I would like to solve problems like that in hibernate3.5 - spring3 - JPA2 environment.
Thanks
My solution was to mess with hibernate, reload the object to see the old state (after evicting the new object). This time I need some smarter solution...
I don't think this can be done using JSR 303 validation (or any other validation framework I've used). Validation is usually stateless - you pass it an instance of an object, and your validation framework tests things to make sure the current values of your object are valid. There's no real knowledge of previous states of the object.
You can do this - just not with validation. You could use a constrained property, or you could make this work using the proxy pattern or AOP.
It sounds like the fields which you want to validate (with regards to previous state) are all metadata about the records as opposed to real data. All of these fields (idDeleted, createdDate, etc.) are better left out of your domain layer and therefor do not require validation. I would put the logic for determining & setting these values in you data-access layer so that the systems using your repository interfaces do not need to know or care about getting them right.

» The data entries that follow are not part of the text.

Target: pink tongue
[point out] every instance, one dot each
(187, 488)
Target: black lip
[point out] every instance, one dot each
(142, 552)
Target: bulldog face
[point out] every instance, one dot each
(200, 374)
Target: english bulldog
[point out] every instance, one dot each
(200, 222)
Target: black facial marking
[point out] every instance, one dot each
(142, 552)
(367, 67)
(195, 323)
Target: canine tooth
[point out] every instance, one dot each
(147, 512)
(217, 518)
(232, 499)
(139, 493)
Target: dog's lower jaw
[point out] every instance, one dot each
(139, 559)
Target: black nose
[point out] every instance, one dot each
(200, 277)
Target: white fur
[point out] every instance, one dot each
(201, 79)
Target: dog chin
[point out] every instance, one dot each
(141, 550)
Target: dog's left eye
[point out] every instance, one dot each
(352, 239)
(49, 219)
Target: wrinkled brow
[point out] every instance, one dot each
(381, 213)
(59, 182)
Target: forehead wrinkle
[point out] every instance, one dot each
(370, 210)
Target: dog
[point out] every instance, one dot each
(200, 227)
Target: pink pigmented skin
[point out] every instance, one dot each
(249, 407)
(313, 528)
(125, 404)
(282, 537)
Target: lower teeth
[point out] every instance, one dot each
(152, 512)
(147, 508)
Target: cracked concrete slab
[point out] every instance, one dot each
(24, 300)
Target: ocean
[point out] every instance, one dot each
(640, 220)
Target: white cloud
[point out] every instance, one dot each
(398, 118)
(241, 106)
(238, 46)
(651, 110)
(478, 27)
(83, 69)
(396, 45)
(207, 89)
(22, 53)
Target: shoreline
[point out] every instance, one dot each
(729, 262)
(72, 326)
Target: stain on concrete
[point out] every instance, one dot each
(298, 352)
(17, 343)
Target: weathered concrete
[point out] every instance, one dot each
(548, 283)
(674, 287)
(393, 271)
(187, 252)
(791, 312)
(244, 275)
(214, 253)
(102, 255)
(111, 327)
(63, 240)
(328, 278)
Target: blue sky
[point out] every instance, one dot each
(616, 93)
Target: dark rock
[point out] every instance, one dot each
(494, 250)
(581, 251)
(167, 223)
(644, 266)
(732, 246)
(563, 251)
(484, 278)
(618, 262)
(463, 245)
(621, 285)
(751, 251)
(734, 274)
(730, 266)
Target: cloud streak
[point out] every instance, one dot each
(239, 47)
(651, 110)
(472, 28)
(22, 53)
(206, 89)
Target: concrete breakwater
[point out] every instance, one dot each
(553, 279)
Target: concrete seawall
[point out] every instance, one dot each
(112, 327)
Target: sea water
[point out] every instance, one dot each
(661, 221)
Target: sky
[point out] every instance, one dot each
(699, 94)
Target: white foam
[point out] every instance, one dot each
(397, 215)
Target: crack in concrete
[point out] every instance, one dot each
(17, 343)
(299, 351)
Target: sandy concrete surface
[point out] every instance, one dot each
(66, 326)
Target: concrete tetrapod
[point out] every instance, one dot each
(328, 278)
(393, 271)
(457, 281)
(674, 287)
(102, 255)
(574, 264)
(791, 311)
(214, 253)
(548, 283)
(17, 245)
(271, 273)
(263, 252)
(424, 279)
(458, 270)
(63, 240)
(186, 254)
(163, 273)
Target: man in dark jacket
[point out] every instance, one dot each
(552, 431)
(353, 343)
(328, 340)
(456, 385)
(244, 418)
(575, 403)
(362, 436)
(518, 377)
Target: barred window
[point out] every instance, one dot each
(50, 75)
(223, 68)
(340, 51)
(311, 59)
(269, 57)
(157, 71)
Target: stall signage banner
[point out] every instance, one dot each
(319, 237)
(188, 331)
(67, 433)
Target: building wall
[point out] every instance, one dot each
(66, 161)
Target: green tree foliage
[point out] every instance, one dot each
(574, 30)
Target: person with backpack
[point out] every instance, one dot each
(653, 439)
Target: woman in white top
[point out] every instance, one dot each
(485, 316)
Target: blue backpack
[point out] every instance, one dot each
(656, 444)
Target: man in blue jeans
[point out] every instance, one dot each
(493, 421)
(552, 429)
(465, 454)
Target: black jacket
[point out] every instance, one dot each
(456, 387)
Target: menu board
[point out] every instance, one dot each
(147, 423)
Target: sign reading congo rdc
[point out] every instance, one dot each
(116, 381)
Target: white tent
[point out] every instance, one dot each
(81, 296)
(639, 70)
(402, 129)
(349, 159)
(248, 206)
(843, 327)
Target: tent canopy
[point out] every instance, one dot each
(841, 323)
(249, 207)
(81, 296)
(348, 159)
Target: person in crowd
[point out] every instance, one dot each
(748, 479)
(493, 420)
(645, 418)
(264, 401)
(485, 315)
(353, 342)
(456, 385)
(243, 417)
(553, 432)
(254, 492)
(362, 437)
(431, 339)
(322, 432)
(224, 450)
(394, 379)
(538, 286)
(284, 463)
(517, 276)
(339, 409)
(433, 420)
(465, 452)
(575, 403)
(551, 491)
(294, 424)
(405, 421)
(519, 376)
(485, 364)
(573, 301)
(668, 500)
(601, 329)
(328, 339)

If my assumption about these fields being meta-data is not correct and you have user-entered data which validation depends on previous state, then I do not think that an extra lookup for the previous values is absurd and should not be out of the question. It makes sense in your case. Hibernate itself does a lookup under then hood to determine whether to INSERT or UPDATE when using it's save function.

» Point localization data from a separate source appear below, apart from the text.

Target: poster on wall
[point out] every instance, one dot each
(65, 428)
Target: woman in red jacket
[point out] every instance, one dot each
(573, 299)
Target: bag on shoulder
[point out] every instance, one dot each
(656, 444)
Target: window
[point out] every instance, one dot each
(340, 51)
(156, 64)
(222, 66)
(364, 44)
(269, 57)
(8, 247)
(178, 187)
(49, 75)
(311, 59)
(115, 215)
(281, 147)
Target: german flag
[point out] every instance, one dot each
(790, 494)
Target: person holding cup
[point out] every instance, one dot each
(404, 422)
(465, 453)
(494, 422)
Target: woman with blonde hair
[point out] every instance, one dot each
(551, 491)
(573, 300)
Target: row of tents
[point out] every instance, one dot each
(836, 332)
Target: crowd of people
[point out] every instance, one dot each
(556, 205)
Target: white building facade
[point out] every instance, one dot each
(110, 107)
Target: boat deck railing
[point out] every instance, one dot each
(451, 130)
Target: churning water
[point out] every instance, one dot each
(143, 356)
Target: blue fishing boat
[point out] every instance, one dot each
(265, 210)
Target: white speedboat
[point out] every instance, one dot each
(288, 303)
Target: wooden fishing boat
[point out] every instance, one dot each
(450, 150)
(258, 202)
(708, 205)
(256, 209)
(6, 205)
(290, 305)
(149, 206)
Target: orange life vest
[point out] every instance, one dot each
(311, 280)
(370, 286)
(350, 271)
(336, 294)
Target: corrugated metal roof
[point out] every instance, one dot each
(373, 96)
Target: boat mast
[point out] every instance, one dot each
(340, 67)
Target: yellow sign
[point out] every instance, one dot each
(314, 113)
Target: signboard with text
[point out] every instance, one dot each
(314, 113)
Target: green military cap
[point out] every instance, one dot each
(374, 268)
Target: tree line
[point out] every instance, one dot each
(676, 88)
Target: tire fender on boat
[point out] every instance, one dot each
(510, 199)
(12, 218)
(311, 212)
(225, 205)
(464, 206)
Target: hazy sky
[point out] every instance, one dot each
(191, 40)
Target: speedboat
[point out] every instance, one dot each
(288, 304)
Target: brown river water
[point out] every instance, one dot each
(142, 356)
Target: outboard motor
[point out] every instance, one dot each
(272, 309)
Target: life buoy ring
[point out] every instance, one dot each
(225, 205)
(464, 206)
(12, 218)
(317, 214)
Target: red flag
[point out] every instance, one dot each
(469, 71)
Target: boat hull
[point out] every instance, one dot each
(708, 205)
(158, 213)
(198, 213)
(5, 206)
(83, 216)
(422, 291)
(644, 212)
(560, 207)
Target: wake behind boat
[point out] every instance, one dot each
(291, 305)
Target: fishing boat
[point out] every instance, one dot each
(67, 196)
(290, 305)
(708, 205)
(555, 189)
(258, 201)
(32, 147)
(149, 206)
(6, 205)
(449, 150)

Hope you find a reasonable solution.
how can I handle validations, which depend on the previous state of an object?
I'm not 100% sure it's doable but the only way I can think of would be to create an object graph made of the "new state" and the "old-state" (transient) and to validate the object graph as a whole using custom constraints. That's at least what I would try.
I would probably create a transient field that says previous version which points to a copy of the data that represents its previous state. This object is created on construction but since it is marked as transient it is not serialized. Then do the validations against it.

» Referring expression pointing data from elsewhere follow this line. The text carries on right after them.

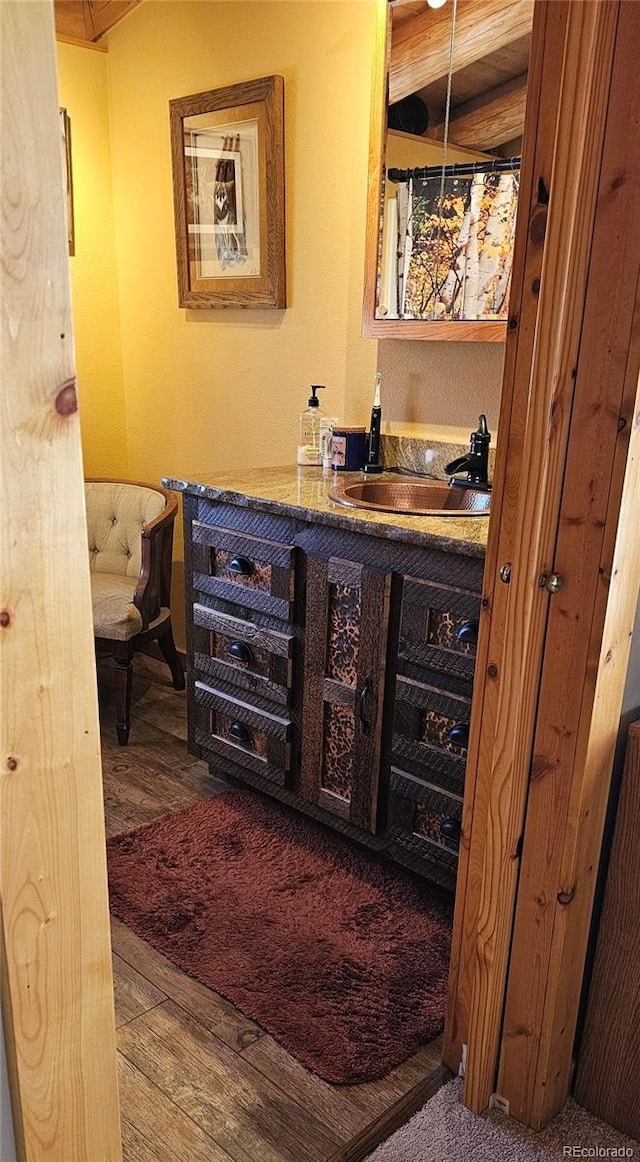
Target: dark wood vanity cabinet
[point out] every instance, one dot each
(333, 669)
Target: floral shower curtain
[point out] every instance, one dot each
(455, 245)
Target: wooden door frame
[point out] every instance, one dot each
(551, 669)
(55, 942)
(547, 356)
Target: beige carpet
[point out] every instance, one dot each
(445, 1131)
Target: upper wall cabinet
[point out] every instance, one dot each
(447, 117)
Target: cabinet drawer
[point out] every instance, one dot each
(431, 734)
(243, 569)
(231, 650)
(241, 733)
(438, 631)
(425, 823)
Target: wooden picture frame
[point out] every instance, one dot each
(67, 176)
(228, 162)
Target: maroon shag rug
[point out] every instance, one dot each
(338, 955)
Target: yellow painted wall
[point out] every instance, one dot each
(166, 391)
(83, 87)
(211, 389)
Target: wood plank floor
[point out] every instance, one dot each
(199, 1081)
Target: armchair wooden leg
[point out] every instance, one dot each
(170, 653)
(123, 683)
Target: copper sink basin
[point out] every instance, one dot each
(416, 497)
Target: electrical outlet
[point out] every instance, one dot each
(498, 1103)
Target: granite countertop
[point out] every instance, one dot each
(303, 493)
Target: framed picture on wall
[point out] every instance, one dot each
(67, 179)
(228, 163)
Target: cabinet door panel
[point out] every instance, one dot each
(346, 629)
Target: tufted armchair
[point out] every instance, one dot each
(130, 537)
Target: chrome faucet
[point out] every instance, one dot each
(475, 463)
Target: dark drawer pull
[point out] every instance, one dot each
(458, 734)
(451, 830)
(241, 733)
(241, 652)
(242, 566)
(467, 632)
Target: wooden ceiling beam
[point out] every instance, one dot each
(88, 20)
(490, 120)
(421, 47)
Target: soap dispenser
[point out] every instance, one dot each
(309, 444)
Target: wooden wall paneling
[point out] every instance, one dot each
(544, 87)
(608, 1081)
(515, 648)
(56, 966)
(589, 632)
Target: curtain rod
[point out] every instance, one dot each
(460, 170)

Simplest implementation would be to add a method called makeACopy() which makes a copy of the object and put it into the field.
You can add complexity by implementing Clonable or creating a utility class that would do reflection, but that's up to you. I suggest makeACopy() and refactor later since it is easier to think about.
I don't know any ready-to-use solution either. As you suspect JSR-303 won't do the job, because it's validation is 'static'.
But...
An idea would be to use some AOP techniques to do that. So...
if an object has a deleted flag set, you cannot modify the object
This one I would implement as a proxy method registered around every setter. The proxy method would check the 'deleted' flag. If it was set to true, an exception would be thrown, otherwise the original method would be executed.
you cannot change the start date property, after the date is passed
This one is similar. This time you wouldn't access any other property in the intercepted setter, but the original (not changed yet) value of the field and setter argument.
you cannot decrease some integer properties in the bean
That one is the same as with the dates, the only difference is the date type (date vs integer).
One can argue if AOP is a good choice for this task, but still a solution. I am doubtful too.
One more concern is that I guess you would want to enforce these contraints on JPA entities. So using Spring AOP wouldn't be that easy, since the entities wouldn't be Spring managed.
A completely different approach is to put the validation checks into the setters of properties. The downside is that you would lose declarativeness.
Example:
public void setCounter(int newCounter) {
if (newCounter < this.counter) {
throw new IllegalOperationException("Cannot decrease the counter");
} else {
this.counter = newCounter;
}
}
You might want to look at OVal instead. We do this kind of validation all the time. Normally, it's done using the SimpleCheck where you get the object and the value and can do all kinds of cross-checking.